If the PW10, a Custom officer handed over to Audu Ismail who handed to 2nd Accused Ugwu Geoffrey, why were they all not charged; Is it not the same handing over from one person to the other. Were the Appellant and the 2nd accused being made scapegoat of what the 2nd Accused did not know. In my own humble opinion, the 2nd accused, the 4th person in this chain could not have been said to conspire with the Appellant who did not hand over any document to him. I find it difficult to find that there is any conspiracy between the two persons charged without the PW10 and Audu Ismail. The chain and the connection was broken.
It is well established that it is the duty of the prosecution to place before the court all available relevant evidence. This does not mean of course, that a whole host of witnesses must be called upon the same point but it does mean that if there is a vital point in issue and there is one witness whose evidence would settle it one way or the other, that witness ought to be called"
per Achike JSC in Oduneye vs. The State (2001) LPELR - 2245. I dare say that this case was not properly investigated and prosecuted.
For this and the more comprehensive reasoning and conclusion in the lead judgment I also allow this appeal.

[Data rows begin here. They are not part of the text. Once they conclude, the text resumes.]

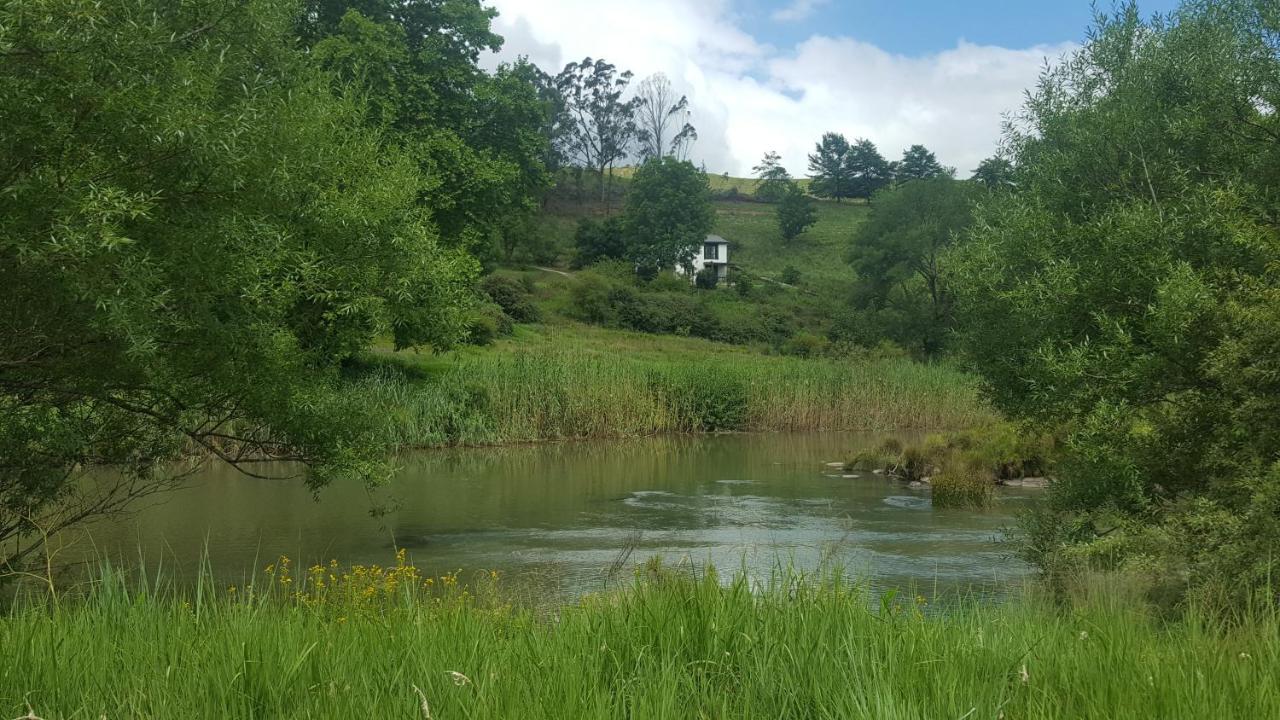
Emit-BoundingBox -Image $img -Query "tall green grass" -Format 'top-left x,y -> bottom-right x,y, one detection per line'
0,570 -> 1280,720
358,347 -> 989,447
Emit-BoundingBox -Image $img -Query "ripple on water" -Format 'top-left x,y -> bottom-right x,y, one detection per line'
884,495 -> 933,510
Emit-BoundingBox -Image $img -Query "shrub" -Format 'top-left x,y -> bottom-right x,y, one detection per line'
466,302 -> 513,345
572,217 -> 627,269
480,275 -> 541,323
932,456 -> 996,507
649,270 -> 689,292
570,272 -> 618,325
780,333 -> 831,357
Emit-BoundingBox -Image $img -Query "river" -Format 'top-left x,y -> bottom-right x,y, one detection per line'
60,433 -> 1036,601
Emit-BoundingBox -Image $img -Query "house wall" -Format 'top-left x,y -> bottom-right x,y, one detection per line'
676,243 -> 728,278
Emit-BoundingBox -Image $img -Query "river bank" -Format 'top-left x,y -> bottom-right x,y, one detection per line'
0,565 -> 1280,720
353,327 -> 995,448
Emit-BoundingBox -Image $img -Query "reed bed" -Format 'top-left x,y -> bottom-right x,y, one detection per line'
358,347 -> 992,447
0,565 -> 1280,720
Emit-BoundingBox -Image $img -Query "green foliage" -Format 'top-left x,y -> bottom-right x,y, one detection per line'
849,178 -> 978,356
781,333 -> 831,357
556,58 -> 643,200
845,138 -> 893,202
573,217 -> 627,268
356,327 -> 989,447
480,275 -> 541,323
778,183 -> 818,242
931,461 -> 996,507
952,0 -> 1280,602
307,0 -> 552,249
10,561 -> 1280,720
751,151 -> 794,202
622,158 -> 716,273
809,132 -> 854,202
893,145 -> 956,184
970,158 -> 1016,190
465,302 -> 513,346
0,0 -> 474,560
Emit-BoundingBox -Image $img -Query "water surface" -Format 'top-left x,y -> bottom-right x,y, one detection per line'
69,433 -> 1034,600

I abide by all the consequential orders in the lead judgment.
JOSEPH SHAGBAOR IKYEGH. J.C.A.:I agree with the comprehensive judgment written by my learned brother, Chinwe Eugenia lyizoba, J.C.A., which I had the honour of reading in print.
OBI OKWUSOGU SAN with M. O. SOWALE ESQ. and P. E. SODJE ESQ. for the APPELLANT
O. IWUCHUKWU (MRS) ASSISTANT DIRECTOR LEGAL SERVICES for NDLEA for the RESPONDENT.